The answer choices are also meant to confuse candidates.
For example:
QUESTION – Where did Dan and Maria ask for directions?
A. At the train station
B. At the police station
C. At the national museum
D. At the train museum

The recordings speak of each of these places and you need to listen carefully to know the answer.

READING (ACADEMIC)

This segment takes around 60 minutes and is fairly straightforward.
I was given three long articles, one each about butterflies, smog, and lies.

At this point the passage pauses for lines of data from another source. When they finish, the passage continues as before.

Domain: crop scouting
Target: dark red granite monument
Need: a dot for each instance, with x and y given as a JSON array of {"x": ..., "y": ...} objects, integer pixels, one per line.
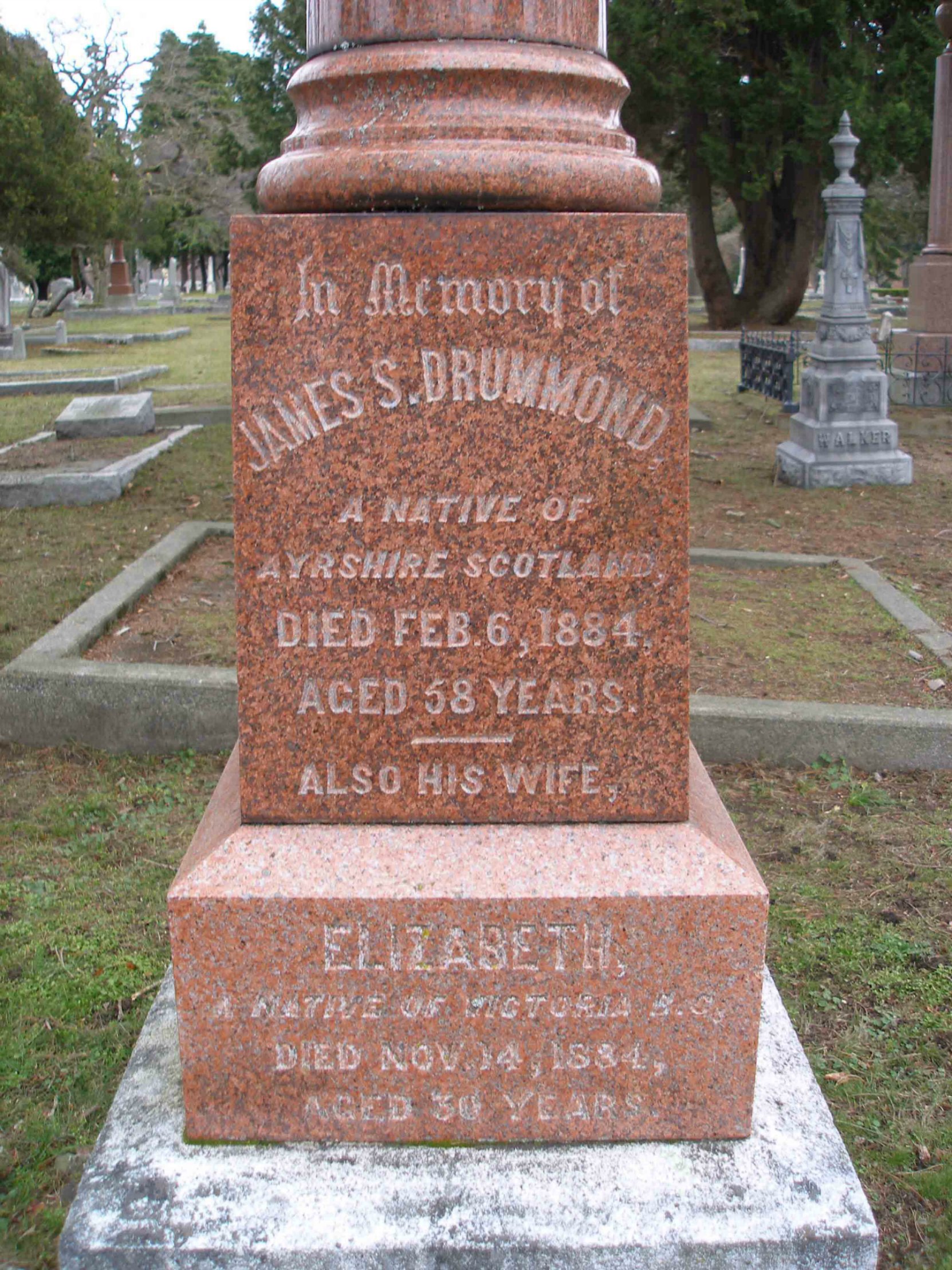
[{"x": 462, "y": 879}]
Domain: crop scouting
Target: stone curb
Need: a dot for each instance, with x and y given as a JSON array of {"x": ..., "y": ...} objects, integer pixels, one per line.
[
  {"x": 907, "y": 613},
  {"x": 904, "y": 610},
  {"x": 59, "y": 488},
  {"x": 80, "y": 386},
  {"x": 50, "y": 695},
  {"x": 200, "y": 416}
]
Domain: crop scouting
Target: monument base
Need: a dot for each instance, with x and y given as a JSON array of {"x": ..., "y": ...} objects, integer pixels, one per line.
[
  {"x": 786, "y": 1198},
  {"x": 802, "y": 468},
  {"x": 469, "y": 983},
  {"x": 931, "y": 294}
]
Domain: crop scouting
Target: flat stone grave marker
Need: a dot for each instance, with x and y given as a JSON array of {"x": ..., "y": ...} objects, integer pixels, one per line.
[
  {"x": 479, "y": 609},
  {"x": 125, "y": 416}
]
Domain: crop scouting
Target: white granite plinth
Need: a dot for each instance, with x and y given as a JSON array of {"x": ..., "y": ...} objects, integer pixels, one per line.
[
  {"x": 785, "y": 1198},
  {"x": 808, "y": 471},
  {"x": 17, "y": 350},
  {"x": 130, "y": 414}
]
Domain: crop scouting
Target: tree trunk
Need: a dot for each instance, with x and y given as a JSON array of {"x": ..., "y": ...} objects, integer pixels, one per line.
[
  {"x": 781, "y": 236},
  {"x": 781, "y": 233},
  {"x": 723, "y": 312},
  {"x": 101, "y": 275}
]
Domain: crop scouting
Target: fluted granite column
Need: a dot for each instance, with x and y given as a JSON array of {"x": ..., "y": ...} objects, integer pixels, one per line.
[
  {"x": 931, "y": 275},
  {"x": 501, "y": 106}
]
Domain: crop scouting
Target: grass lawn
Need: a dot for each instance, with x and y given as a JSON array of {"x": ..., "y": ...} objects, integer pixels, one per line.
[
  {"x": 860, "y": 869},
  {"x": 735, "y": 503},
  {"x": 861, "y": 945}
]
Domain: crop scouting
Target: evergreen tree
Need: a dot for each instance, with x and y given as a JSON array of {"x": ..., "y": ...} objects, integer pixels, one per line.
[
  {"x": 57, "y": 189},
  {"x": 741, "y": 98},
  {"x": 280, "y": 37}
]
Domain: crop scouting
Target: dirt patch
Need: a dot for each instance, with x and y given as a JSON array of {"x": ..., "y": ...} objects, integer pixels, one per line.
[
  {"x": 188, "y": 620},
  {"x": 790, "y": 636},
  {"x": 906, "y": 531},
  {"x": 78, "y": 455},
  {"x": 802, "y": 636}
]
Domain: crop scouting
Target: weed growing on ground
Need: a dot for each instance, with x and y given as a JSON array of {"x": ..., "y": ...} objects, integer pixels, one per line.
[{"x": 860, "y": 871}]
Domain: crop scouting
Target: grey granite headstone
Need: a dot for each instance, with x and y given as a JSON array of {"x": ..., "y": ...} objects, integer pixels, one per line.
[
  {"x": 786, "y": 1198},
  {"x": 126, "y": 416},
  {"x": 5, "y": 320},
  {"x": 843, "y": 434},
  {"x": 15, "y": 347}
]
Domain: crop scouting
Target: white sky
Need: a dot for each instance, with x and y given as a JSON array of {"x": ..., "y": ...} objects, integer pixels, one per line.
[{"x": 143, "y": 23}]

It is a good idea to skim through an article to get the main points instead of reading each word, and then attempt the questions.
The only problem is when answer choices like mentioned, unmentioned, and writer does not express this opinion are given. Candidates get confused between unmentioned and writer does not express this opinion. Attempting practice tests will help.

WRITING (ACADEMIC)

This segment takes about 60 minutes and comprises two tasks to be completed in pencil or black/blue ink.
First task: describing a chart/graph in a minimum of 150 words
It is good to state the general trend observed before describing the specifics. Words like plateau, stable, shot up significantly, fluctuated, fell, dipped slightly, rise, and reached its peak should be used.
Second task: providing one’s views on a given topic in a minimum of 250 words
For example: E-learning should be introduced to kindergarten students. To what extent do you agree?

SPEAKING

This segment takes about 15 minutes and comprises three parts. Your answers are recorded.

First part: Introducing yourself
Questions like “Could you describe your family to me?”, “Where do you live?”, “Do you have a pet?” are asked. You should give elaborate answers to demonstrate your spoken English proficiency.
A list of sample questions are on our website here.

Second part: Talking about a given topic for 2 minutes
You will be given 1 minute to jot down points using a pencil and paper. Some points will be provided on a task sheet to help you. You will not be interrupted when you speak.

Third part: Answering questions about the topic given previously
Again, you should demonstrate your language proficiency by giving elaborate answers.

Remain formal, make adequate eye contact, and avoid using slang, or trying to be funny. It is not appreciated.

OVERALL EXPERIENCE:

IDP was professional while conducting the test, but wasn’t helpful with university applications.

REMINDERS:

• It is advisable to bring a warm jacket because the central air conditioning may make the rooms too cold for comfort.
• Avoiding slippers and dressing smartly will help.
• Mechanical pencils are not allowed. If you forget, you will be given a pencil.
• Carry the identification document that you used to register to the IELTS.
• Calculators are not allowed.

Satabdi is a content writer and editor with degrees in Biology and English. Her interests include education, health and wellness, and books. When not writing, she can usually be found reading in a corner.